The Bone Palace - Amanda Downum [144]
“The princess commands me,” the soldier said, pulling his scarf aside to bare a lean, chill-reddened face. “But in fact I believe it’s the pallakis Savedra who sends for you. I came because we heathens don’t have a healthy fear of your dead days.” He grinned, baring a chipped eyetooth. Isyllt smiled back, though the expression felt clumsy and stiff. “Although,” the man said, cocking his head, “I don’t like the sound of the wind.”
“You shouldn’t. However much superstition surrounds these days by now, the dangers at night are real. Most of the spirits you’ll see tonight are harmless, wildling things and tricksters, but they’re still hungry, and enough of them together may try more than tricks.”
He touched a charm nestled in the hollow of his throat—a bead painted with a red eye. The sign of Andraste, Celanor’s warrior goddess, if Isyllt remembered their legends aright. Saint Andraste, the politic would call her now—only years ago the Celanorans were spirit-worshiping heretics.
The soldier frowned, and she realized he’d said something. “I’m sorry?” she said, pressing her shoulders against the padded seat.
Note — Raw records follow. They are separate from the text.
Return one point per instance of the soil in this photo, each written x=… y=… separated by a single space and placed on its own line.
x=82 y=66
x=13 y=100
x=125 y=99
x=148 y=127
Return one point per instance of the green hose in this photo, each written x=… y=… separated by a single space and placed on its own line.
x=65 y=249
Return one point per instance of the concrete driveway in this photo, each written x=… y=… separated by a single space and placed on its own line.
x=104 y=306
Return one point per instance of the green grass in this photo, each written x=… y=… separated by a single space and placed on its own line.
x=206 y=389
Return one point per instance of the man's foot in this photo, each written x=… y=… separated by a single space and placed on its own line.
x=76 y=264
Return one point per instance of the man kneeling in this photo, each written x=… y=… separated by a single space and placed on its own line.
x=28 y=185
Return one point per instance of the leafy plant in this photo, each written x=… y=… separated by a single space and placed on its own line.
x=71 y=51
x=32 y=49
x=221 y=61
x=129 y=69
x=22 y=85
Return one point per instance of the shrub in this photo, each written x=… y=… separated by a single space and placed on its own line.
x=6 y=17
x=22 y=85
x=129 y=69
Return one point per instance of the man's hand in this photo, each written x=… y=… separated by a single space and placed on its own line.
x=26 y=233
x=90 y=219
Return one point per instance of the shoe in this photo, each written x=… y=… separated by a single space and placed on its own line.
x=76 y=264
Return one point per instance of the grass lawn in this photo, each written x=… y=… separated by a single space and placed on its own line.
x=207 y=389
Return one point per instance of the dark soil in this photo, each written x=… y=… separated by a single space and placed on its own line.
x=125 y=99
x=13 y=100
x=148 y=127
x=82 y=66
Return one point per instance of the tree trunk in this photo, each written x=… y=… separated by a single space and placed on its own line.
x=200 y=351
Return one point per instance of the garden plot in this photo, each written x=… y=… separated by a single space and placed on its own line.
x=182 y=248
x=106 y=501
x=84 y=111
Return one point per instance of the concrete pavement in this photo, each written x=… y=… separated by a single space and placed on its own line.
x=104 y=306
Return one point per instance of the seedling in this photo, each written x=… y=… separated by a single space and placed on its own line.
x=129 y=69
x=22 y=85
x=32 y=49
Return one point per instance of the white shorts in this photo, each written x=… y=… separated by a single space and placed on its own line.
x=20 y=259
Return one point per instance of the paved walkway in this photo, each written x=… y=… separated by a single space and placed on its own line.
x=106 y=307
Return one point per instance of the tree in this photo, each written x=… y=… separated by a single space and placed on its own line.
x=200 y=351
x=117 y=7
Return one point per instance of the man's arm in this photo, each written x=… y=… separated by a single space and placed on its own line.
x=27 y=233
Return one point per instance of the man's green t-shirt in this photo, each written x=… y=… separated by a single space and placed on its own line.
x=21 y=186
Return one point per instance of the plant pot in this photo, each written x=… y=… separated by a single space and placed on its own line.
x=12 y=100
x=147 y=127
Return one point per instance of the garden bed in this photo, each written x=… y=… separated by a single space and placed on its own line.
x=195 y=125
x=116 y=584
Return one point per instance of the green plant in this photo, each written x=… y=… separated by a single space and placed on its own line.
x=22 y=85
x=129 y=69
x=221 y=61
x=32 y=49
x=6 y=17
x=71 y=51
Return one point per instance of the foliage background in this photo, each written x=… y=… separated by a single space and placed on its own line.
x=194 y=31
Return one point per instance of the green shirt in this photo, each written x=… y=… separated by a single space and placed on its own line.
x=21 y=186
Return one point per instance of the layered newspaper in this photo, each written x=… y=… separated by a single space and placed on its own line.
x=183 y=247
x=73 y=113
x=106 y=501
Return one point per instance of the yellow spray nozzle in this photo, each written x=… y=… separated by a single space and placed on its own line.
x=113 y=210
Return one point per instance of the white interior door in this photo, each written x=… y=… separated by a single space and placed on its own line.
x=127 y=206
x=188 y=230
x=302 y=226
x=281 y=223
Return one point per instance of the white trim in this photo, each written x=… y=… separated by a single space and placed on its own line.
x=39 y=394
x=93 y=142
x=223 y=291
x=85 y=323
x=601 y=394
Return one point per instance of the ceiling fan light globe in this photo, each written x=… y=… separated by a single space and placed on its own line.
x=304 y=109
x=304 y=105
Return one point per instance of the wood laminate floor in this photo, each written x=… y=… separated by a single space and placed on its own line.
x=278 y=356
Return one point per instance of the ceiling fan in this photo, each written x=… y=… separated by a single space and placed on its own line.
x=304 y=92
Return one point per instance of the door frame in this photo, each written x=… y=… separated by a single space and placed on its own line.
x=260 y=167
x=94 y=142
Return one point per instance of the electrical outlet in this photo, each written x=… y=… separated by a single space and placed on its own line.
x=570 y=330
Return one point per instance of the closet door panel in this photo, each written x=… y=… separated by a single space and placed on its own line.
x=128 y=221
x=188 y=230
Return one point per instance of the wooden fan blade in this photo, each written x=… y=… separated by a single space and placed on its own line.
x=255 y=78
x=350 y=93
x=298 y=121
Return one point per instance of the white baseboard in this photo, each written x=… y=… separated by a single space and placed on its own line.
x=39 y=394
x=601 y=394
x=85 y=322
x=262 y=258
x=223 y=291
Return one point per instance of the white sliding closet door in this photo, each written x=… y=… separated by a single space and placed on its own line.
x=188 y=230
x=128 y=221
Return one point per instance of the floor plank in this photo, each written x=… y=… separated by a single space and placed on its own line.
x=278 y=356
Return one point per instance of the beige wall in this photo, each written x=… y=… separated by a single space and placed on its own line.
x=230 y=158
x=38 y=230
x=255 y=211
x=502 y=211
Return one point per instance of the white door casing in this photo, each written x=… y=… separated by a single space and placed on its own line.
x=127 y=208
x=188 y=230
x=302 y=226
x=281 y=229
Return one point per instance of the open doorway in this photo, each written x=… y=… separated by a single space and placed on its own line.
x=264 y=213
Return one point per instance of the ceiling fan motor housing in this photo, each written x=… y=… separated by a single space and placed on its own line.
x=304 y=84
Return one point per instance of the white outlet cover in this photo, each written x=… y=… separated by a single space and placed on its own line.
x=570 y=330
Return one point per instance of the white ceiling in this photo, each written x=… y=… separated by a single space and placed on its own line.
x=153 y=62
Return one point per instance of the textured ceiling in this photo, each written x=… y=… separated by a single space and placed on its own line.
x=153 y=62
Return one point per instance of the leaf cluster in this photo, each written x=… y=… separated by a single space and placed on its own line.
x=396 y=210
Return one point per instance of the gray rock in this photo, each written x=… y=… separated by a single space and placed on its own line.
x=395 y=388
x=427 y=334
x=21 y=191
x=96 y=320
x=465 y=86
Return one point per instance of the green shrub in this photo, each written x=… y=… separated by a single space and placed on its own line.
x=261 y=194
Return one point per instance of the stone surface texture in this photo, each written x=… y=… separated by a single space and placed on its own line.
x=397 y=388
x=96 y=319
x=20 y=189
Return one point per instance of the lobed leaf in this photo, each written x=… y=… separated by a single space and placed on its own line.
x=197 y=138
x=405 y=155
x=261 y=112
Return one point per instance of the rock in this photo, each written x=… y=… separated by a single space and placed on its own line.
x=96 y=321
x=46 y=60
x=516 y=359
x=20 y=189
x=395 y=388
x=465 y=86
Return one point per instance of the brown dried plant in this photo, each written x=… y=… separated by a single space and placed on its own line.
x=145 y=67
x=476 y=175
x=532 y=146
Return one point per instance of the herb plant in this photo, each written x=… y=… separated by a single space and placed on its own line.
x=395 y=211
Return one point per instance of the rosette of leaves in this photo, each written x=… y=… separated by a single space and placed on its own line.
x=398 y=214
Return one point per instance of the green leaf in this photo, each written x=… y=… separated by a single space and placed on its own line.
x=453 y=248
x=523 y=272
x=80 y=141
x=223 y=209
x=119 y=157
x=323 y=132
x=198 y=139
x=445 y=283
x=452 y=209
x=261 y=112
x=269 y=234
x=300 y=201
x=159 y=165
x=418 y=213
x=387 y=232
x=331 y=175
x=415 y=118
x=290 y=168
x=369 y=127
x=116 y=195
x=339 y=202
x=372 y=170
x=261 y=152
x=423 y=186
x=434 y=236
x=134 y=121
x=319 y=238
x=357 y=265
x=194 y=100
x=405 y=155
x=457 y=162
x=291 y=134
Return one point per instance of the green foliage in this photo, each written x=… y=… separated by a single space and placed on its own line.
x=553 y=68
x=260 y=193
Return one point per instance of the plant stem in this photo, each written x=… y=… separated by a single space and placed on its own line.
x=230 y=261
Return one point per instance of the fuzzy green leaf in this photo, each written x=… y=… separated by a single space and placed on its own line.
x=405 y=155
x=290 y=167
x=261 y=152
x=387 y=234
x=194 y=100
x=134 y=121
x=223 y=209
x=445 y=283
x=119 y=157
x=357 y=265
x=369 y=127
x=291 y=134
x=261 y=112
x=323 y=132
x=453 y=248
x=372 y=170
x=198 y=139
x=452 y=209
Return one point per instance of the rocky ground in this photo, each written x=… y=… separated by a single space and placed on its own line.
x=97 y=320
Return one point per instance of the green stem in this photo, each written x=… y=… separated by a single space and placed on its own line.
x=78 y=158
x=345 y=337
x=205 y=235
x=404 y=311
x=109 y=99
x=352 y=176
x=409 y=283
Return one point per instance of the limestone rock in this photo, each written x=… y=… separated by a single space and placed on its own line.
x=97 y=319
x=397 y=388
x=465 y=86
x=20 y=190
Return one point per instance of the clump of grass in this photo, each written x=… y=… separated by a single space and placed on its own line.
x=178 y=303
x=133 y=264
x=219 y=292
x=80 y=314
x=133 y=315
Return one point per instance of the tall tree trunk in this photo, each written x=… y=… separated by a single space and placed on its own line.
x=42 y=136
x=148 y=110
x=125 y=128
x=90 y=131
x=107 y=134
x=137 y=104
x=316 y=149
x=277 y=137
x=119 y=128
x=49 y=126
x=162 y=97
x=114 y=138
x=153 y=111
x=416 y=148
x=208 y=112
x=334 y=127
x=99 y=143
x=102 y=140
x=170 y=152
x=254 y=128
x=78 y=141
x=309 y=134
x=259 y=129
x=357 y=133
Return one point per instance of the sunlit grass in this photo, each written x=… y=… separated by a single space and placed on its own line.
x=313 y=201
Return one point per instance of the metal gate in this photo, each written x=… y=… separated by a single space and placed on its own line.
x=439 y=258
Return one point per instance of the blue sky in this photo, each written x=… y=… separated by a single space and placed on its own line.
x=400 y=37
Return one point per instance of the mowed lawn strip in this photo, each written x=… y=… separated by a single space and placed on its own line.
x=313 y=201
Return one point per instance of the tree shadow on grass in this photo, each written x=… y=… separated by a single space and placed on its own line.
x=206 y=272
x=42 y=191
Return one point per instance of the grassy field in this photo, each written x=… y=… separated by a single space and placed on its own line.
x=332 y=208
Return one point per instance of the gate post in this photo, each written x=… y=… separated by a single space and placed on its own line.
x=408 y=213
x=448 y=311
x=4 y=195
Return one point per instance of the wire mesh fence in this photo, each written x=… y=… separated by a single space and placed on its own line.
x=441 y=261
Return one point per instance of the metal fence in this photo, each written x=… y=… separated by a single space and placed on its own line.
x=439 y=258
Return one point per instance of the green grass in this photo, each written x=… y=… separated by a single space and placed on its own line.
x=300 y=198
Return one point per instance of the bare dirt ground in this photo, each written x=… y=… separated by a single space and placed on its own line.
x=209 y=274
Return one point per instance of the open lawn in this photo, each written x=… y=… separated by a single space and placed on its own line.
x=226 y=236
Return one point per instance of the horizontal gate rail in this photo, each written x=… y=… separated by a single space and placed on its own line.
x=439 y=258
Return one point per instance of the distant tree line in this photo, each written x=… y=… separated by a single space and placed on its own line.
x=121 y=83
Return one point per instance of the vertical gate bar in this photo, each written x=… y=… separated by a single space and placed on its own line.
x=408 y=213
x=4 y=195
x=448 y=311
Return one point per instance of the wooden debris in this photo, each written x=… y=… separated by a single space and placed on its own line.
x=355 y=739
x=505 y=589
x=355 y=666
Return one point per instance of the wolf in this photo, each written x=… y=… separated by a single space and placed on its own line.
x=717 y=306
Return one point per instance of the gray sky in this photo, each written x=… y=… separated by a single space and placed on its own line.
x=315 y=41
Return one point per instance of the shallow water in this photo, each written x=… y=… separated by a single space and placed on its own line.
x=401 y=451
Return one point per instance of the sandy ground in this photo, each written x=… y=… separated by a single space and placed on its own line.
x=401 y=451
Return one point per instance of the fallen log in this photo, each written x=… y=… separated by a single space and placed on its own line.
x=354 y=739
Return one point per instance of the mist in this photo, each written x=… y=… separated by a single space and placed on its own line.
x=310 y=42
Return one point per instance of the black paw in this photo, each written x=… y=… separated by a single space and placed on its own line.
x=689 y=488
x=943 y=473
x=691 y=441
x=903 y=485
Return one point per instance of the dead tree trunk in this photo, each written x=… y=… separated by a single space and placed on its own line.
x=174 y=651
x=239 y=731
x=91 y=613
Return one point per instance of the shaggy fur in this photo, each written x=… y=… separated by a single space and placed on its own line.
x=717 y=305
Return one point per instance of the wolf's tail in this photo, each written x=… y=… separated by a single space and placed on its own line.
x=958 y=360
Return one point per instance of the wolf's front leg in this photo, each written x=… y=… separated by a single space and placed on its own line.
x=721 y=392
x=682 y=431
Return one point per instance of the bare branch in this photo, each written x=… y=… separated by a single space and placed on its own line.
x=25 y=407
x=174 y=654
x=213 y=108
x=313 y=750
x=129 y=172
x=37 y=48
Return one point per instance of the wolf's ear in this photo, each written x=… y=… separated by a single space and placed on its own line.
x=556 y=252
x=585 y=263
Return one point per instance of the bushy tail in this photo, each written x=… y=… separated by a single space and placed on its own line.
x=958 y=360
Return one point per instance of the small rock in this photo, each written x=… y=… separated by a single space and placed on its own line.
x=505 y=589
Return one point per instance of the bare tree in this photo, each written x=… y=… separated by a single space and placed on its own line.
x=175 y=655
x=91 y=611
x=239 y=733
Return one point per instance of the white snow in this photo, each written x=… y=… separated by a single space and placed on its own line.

“I asked if you were well, Lady.”
“Underslept, is all.” Underslept, overextended. All the scars on her heart ripped fresh. But she had no time to indulge in grief. After the New Year, after Erisín was safe and this demon dead and her ashes salted.
The soldier—in fact a lieutenant, and named Cahal—led her not into the palace proper, but to the Gallery of Pearls. She’d never been inside before, and would have paused to study the portraits and busts that lined the broad hall had she not had to hurry to keep pace with her escort.
In Savedra’s rooms she also found the princess, and Hekaterin Denaris, the captain of Nikos’s private guard. The grim cast of their faces was identical. The air was heavy with sandalwood—incense burned on the altar across the room, shedding smoke in lazy coils.
“Nikos has been taken,” Savedra said when the door was safely locked and Cahal guarding the hall. “Snatched from the palace crypts. Whoever grabbed him wasn’t human.”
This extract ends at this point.